Vers dix heures du matin, il descendit à Y… et de là fit la route à pied jusqu’à X… ; il alla vite, cette fois, d’ailleurs il courait pour se réchauffer. Les fossés étaient pleins de glace, les arbres, dépouillés, avaient le bout de leurs branches rouge, les feuilles tombées, pourries par les pluies, formaient une grande couche noire et gris de fer, qui couvrait le pied de la forêt, le ciel était tout blanc sans soleil. Il remarqua que les poteaux qui indiquent le chemin avaient été renversés ; à un endroit on avait fait une coupe de bois, depuis qu’il avait passé par là. Il se dépêchait, il avait hâte d’arriver. Enfin le terrain vint à descendre, là il prit, à travers champs, un sentier qu’il connaissait, et bientôt il vit, dans le loin, la mer. Il s’arrêta, il l’entendait battre sur le rivage et gronder au fond de l’horizon, in altum ; une odeur salée lui arriva, portée par la brise froide d’hiver, son cœur battait.

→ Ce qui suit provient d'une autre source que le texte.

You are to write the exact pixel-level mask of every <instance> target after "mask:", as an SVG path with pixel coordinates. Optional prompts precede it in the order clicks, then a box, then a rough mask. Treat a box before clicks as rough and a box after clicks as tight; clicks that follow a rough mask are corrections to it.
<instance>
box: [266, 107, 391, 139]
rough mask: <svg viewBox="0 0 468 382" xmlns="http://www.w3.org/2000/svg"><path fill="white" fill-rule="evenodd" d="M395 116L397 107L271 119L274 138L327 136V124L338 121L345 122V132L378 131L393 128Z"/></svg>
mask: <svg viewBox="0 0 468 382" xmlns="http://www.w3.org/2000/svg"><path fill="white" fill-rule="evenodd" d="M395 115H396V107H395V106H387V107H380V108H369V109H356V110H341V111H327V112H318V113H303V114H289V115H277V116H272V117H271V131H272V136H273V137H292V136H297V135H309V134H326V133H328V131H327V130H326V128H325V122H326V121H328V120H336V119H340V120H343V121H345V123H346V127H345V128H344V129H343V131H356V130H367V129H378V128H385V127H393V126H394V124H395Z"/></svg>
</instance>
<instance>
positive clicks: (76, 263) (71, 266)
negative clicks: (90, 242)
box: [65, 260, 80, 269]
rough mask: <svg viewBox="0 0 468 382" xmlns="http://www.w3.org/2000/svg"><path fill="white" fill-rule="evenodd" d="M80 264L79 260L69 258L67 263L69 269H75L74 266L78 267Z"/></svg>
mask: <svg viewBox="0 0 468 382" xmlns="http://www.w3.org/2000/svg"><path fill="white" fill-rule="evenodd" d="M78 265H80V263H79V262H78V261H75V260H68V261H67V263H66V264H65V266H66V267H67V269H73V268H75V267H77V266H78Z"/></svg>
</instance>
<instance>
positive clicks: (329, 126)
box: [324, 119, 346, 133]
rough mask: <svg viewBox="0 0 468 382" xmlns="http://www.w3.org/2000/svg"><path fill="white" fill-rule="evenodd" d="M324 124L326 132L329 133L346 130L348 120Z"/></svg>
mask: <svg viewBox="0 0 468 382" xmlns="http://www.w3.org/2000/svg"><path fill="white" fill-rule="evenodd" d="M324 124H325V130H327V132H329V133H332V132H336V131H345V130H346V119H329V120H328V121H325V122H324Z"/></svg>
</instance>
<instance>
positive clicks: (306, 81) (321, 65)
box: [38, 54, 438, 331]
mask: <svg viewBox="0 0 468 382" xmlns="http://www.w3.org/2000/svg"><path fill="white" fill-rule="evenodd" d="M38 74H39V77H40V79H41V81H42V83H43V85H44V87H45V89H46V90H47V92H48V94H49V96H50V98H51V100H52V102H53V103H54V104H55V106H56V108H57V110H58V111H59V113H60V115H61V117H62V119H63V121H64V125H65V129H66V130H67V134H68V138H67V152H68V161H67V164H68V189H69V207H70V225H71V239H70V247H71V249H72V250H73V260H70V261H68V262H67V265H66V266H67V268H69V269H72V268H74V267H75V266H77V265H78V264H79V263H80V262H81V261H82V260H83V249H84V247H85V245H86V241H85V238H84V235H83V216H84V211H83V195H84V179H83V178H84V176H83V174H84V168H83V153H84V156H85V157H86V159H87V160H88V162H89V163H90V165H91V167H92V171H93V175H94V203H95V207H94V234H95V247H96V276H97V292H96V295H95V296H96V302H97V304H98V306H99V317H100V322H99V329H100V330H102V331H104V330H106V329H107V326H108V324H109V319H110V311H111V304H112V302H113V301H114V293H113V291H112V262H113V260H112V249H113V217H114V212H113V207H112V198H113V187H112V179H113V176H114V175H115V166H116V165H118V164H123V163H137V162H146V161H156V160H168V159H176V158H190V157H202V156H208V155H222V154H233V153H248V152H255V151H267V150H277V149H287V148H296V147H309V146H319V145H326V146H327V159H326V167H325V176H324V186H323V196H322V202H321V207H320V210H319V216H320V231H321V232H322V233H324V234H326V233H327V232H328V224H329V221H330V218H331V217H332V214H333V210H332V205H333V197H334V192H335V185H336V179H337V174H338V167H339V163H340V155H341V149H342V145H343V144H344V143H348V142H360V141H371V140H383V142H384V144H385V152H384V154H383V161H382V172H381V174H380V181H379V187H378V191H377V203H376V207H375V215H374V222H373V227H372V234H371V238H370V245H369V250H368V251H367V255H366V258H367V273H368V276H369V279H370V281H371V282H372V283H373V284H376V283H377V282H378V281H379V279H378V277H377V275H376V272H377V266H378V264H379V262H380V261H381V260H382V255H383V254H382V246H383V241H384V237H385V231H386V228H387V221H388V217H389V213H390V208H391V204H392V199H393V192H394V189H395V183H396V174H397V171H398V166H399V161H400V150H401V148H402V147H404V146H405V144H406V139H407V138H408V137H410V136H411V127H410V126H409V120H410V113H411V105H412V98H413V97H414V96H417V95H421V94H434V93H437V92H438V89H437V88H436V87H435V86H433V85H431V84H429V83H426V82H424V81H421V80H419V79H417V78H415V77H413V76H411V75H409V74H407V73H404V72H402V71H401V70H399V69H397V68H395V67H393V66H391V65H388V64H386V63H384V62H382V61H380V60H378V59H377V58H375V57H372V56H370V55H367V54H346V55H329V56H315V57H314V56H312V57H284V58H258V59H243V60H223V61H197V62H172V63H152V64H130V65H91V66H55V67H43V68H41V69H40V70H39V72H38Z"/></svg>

On avait bâti une nouvelle maison à l’entrée du village, deux ou trois autres avaient été abattues.

Les barques étaient à la mer, le quai était désert, chacun se tenait enfermé dans sa maison ; de longs morceaux de glace, que les enfants appellent chandelles des rois, pendaient au bord des toits et au bout des gouttières, les enseignes de l’épicier et de l’aubergiste criaient aigrement sur leur tringle de fer, la marée montait et s’avançait sur les galets, avec un bruit de chaînes et de sanglots.

Après qu’il eut déjeuné, et il fut tout étonné de n’avoir pas faim, il s’alla promener sur la grève. Le vent chantait dans l’air, les joncs minces, qui poussent dans les dunes, sifflaient et se courbaient avec furie, la mousse s’envolait du rivage et courait sur le sable, quelquefois une rafale l’emportait vers les nuages.